Facebook has been trying to keep social spammers out. It banned Ad.ly, which connected brands wishing to advertise with celebrities willing to post ads to their fans as status updates. This is because social spam pollutes the user experience at Facebook’s expense. Most people know and loathes someone who uses the news feed to market their small business or promotes events, but most people don’t have anything shill. Paid tweeting services let users earn money for publishing ads, but require tens of thousands of followers to be lucrative.

Shopcade has the potential to give everyone an incentive to spam. Maybe it will help cash-strapped teens avoid crappy summer jobs. But more likely it will degrade the social network experience if it gets popular.

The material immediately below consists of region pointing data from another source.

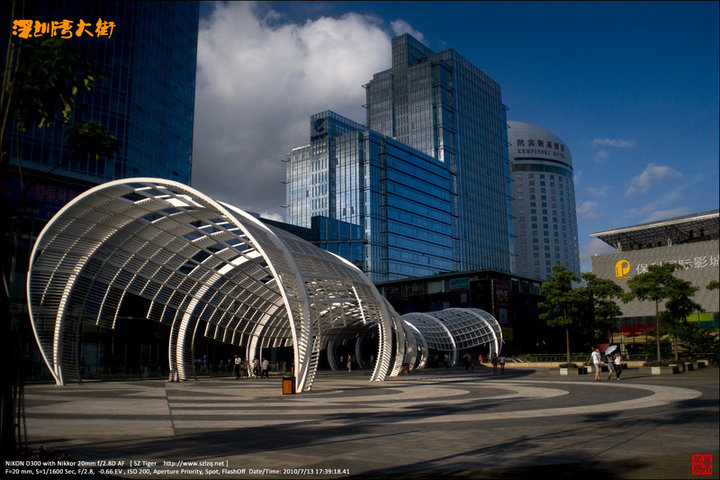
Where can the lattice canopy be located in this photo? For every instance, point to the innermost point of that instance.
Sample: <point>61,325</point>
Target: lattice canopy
<point>202,267</point>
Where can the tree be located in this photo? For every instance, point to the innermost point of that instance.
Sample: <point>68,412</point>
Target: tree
<point>698,340</point>
<point>41,82</point>
<point>659,284</point>
<point>678,307</point>
<point>562,305</point>
<point>599,294</point>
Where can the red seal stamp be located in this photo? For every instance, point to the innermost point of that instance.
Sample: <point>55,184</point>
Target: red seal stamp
<point>701,464</point>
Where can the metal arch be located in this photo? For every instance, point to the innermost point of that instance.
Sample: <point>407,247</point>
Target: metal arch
<point>493,324</point>
<point>464,327</point>
<point>56,259</point>
<point>422,320</point>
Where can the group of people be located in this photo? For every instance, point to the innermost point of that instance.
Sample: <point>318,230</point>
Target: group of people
<point>613,361</point>
<point>498,361</point>
<point>256,369</point>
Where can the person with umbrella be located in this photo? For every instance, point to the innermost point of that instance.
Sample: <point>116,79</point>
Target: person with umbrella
<point>610,360</point>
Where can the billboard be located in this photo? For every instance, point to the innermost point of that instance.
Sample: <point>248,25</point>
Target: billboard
<point>699,262</point>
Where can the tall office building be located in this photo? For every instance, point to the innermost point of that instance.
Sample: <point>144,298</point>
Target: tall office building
<point>544,215</point>
<point>445,107</point>
<point>401,198</point>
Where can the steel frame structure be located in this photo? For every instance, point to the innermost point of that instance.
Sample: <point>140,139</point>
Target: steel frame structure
<point>205,267</point>
<point>208,268</point>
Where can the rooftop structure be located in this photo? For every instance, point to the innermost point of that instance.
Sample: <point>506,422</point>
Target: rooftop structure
<point>697,227</point>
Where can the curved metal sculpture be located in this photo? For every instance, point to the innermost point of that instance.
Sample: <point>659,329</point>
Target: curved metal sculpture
<point>202,267</point>
<point>455,329</point>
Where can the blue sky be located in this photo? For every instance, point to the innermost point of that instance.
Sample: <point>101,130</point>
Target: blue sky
<point>631,87</point>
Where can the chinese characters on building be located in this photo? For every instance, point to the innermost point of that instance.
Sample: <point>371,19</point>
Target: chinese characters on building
<point>541,147</point>
<point>62,28</point>
<point>686,263</point>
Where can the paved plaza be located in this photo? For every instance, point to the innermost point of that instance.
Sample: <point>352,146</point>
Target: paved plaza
<point>435,423</point>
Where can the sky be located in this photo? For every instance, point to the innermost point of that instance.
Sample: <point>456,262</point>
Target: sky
<point>630,87</point>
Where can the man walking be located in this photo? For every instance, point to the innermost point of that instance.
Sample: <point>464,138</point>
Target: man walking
<point>595,360</point>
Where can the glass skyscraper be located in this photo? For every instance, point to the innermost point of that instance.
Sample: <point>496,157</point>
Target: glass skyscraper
<point>401,198</point>
<point>545,218</point>
<point>445,107</point>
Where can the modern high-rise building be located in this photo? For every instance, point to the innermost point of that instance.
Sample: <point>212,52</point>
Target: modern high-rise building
<point>544,215</point>
<point>445,107</point>
<point>401,198</point>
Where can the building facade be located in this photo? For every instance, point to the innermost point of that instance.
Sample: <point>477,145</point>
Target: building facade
<point>544,214</point>
<point>400,198</point>
<point>146,53</point>
<point>445,107</point>
<point>690,241</point>
<point>510,299</point>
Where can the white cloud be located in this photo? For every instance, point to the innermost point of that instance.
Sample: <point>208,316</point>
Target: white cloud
<point>601,156</point>
<point>259,81</point>
<point>651,175</point>
<point>586,210</point>
<point>613,142</point>
<point>400,27</point>
<point>597,191</point>
<point>665,214</point>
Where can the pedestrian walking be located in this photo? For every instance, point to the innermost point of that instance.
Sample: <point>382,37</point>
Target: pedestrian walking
<point>264,372</point>
<point>610,362</point>
<point>237,367</point>
<point>256,368</point>
<point>595,361</point>
<point>618,365</point>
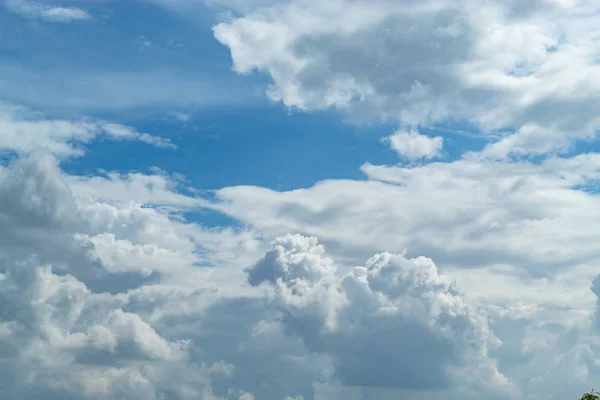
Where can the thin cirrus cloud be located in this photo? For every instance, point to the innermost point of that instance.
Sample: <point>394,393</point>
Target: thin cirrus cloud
<point>46,12</point>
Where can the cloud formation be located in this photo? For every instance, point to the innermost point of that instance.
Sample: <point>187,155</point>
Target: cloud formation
<point>46,12</point>
<point>24,130</point>
<point>462,278</point>
<point>525,70</point>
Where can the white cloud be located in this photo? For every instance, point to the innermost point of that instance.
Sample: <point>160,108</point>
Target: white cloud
<point>500,65</point>
<point>25,131</point>
<point>414,328</point>
<point>36,10</point>
<point>412,146</point>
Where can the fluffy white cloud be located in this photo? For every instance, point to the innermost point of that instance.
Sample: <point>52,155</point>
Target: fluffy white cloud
<point>50,13</point>
<point>505,65</point>
<point>413,146</point>
<point>393,323</point>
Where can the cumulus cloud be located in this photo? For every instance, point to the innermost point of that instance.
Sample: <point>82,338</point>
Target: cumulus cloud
<point>46,12</point>
<point>413,146</point>
<point>395,322</point>
<point>526,70</point>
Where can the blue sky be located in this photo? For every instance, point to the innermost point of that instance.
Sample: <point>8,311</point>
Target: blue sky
<point>231,134</point>
<point>299,200</point>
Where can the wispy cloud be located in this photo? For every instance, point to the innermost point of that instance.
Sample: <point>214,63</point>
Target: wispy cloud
<point>35,10</point>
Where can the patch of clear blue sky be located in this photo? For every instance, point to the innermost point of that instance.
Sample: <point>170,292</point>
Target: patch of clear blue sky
<point>104,68</point>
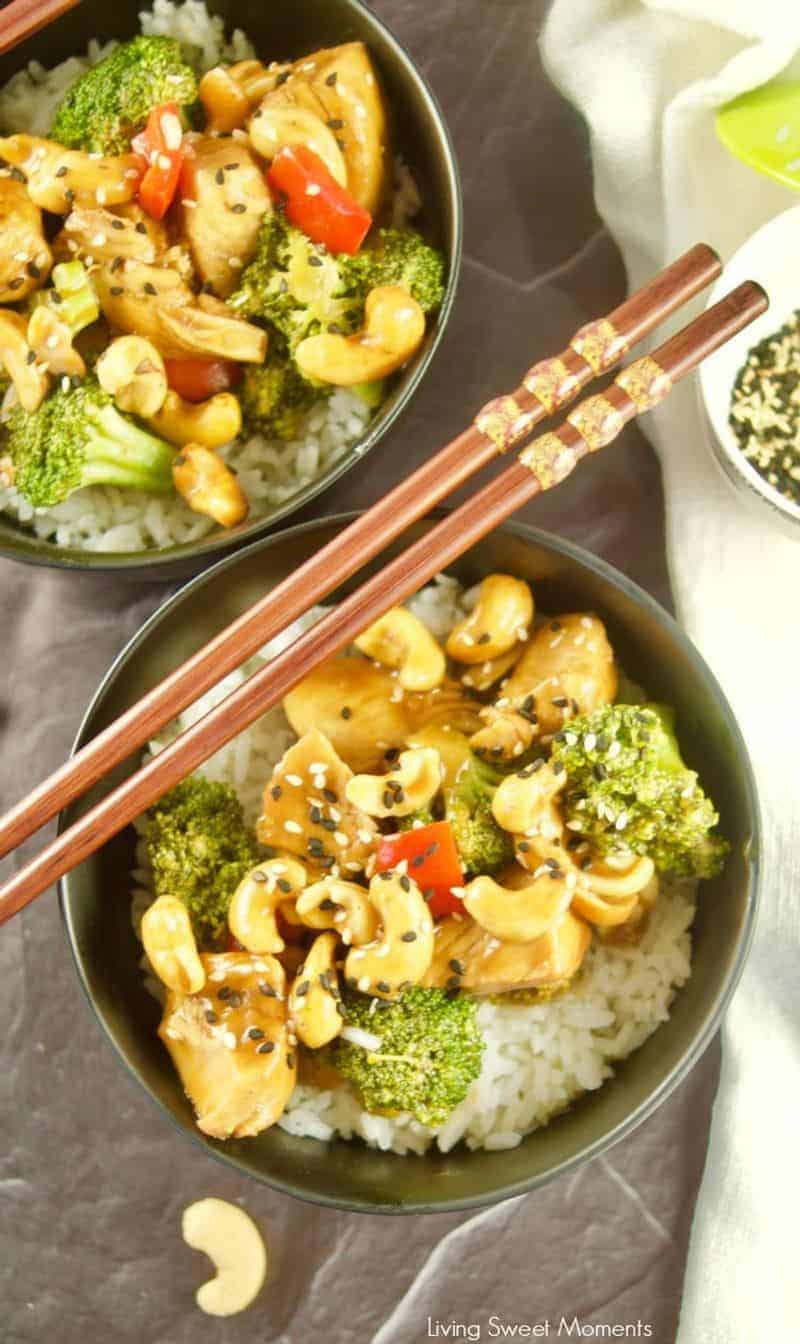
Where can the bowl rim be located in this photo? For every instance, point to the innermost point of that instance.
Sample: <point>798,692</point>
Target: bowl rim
<point>713,1016</point>
<point>207,550</point>
<point>733,464</point>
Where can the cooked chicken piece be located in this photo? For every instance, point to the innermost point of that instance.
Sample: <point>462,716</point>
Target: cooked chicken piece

The way the model works is Shopcade aggregates all the affiliate product feeds it can. Users create and customize a personal store and feature products they’d recommend — i.e. that they think their friends will want to buy. When someone buys a product, Shopcade gets an affiliate fee, but then rewards both the store owner and the purchaser by adding a small cash reward to their accounts. Users can cash out through PayPal or by donating their reward to charity. In addition to keeping a portion of the affiliate fees, Shopcade will monetize by selling custom themes and virtual goods that users can display on their stores.

The redeeming property of Shopcade is the product recommendation feed on its home page. When shoppers visit, they’re shown what products their friends are adding to their stores or buying, as well as products based on their own activity and Facebook Likes. These could become a good way to discover relevant products if enough friends are on-board.

From a business standpoint, Shopcade has potential. The 20-person London team was founded by Nathalie Gaveau, who started PriceMinister.com, a French ecommerce site which sold to Rakuten, the French eBay. It also includes an ex-PayPal employee that spearheaded that company’s global expansion.  Investors include Ian Livingstone, founder of Eidos Games, and Lord John Birt, Director-General of the BBC.